Ich sag doch Pacestar Nobbynic, vorn und hinten und nicht breiter als 2.25. Die zerbröslen nicht.
Wozu mehr? Wozu Trailstar oder gar Vertstar?? Wo wollt ihr denn mit dem Bike hin ???
Meinethalben in SG, wenns das mal gibt.


----------



## Kerosin0815 (14. Dezember 2014)

Piefke schrieb:


> Was für ein Schmarrn.
> Ich hab an einem Bike die Kombi HD/Muddy Mary und am anderen Ardent/HR I. In der Abnuntzung geben sich die Reifen kaum etwas. Im Griß und Rollwidersatnd übrigends auch nicht.



Kann ich bestätigen.Der Schwalbe Hans Dampf sowie der NN haben bei mir nicht weniger lang gehalten wie meine Onza Ibex oder Maxxis.
Ein Maxxis zerbröselt bei entsprechendem Gebrauch ähnlich.
Aber gegen diese Mythen und Legendenbildung_ hier_ im Forum machst du halt nix.


----------



## hnx (14. Dezember 2014)

Problem bei Schwalbe ist nicht der optische Verschleiß, sondern die unterschiedlichen Gummimischungen innerhalb der Stollen. Da ist die "gute" Mischung nur auf den ersten paar Millimetern.


----------



## Skoalman (14. Dezember 2014)

tobsinger schrieb:


> da gebe ich Dir recht!
> Nur zur Errinnerung wofür so ein 'TRAIL'-bike hergenommen wird.

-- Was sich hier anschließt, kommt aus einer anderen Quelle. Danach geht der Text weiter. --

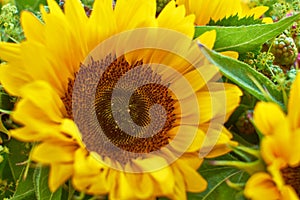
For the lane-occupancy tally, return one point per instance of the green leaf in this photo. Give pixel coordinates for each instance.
(6, 102)
(3, 129)
(216, 177)
(242, 74)
(42, 191)
(246, 38)
(234, 20)
(25, 189)
(29, 4)
(18, 154)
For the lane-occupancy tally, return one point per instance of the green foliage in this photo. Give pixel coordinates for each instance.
(33, 5)
(242, 74)
(235, 21)
(246, 38)
(217, 177)
(40, 180)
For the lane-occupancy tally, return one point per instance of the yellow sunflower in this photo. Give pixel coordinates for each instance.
(66, 72)
(219, 9)
(280, 149)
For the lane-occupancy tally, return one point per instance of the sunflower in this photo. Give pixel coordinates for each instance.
(218, 9)
(70, 69)
(280, 149)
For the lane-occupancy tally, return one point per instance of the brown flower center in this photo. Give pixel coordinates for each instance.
(291, 176)
(140, 103)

Und was fahren die Jungs für Reifen? Am Hinterrad einen Purgatory mit der leichten Control Karkasse (eher unter dem alten Nobby Nic anzusiedeln) und am Vorderrad einen Butcher Control (etwa in der Liga eines Hans Dampf aber mit leichterer Karkasse).
Ein leichter Reifen mit wenig Rollwiderstand bietet auf einem leichten Trailbike einem riesigen Vorteil, nämlich das sich das Bike damit überhaupt erst leichtfüssig und explosiv fährt.
Montiert man am gleichen Bike dann vorne und hinten einen 3/4-Downhillreifen (z.B. Highroller 2 mit weicher Gummimischung), dann fühlt sich das Bike vorallem auf flacheren Trails mit gewissem Tretanteil gleich viel schwerfälliger an.
Daher gehört meiner Meinung nach zumindest ans Hinterrad ein leichter und schneller Reifen.

Ich fahre seit diesem Herbst auf meinem neuen Bike einen Semi-Slick (Speci Slaughter) am Hinterrad und war überrascht wie gut das Ding sich als Allrounder schlägt. Selbst bei wirklich garstigen und schlammigen Verhältnissen auf einer Shuttlestrecke kam ich mit dem Semi-Slick am Hinterrad überraschend gut klar.


----------



## Kerosin0815 (14. Dezember 2014)

hnx schrieb:


> Problem bei Schwalbe ist nicht der optische Verschleiß, sondern die unterschiedlichen Gummimischungen innerhalb der Stollen. Da ist die "gute" Mischung nur auf den ersten paar Millimetern.



Auch das ist so ein Mythos hier.
Die "grippige" Schicht ist fast durchgängig über die gesamte Stollenhöhe vorhanden.
Auf den Bildern/Zeichnungen in der Produktbeschreibung ist das sehr unglücklich dargestellt.Dort sieht die obere Schicht tatsächlich sehr dünn aus.Ist sie aber nicht.
Aber egal.


----------



## Plumpssack (14. Dezember 2014)

So, ich fahr wie gesagt normalweise advantage/crossmark und komme grad mitte dezember ausm park in schulenberg und hatte dafür meine alten 2ply 2.5er swampthings aufgezogen und hätte mir am 6point selbst zum "dh" fahren im winter doch die leichten reifen gewünscht, auch wenn sie deurlich mehr gerutscht hätten.
Bitte keine schweren/schlecht rollende reifen auf ein bike, das sich durch agilität und spritzigkeit auszeichnen soll..


----------



## MTB-News.de




----------



## Makke (14. Dezember 2014)

mir persönlich würde die Onzakombination am ehesten zusagen.
Allerdings rollt der Canis auf der Traße (quasi ja fast immer notwendig auf dem Weg in den Wald) echt nicht besonderst. Im Wald dafür um so besser. Der Ibex als 2,25er am Vorrderad könnte reichen, würde aber die paar Gramm Zusatzgewicht für den 2,4er in Kauf nehmen.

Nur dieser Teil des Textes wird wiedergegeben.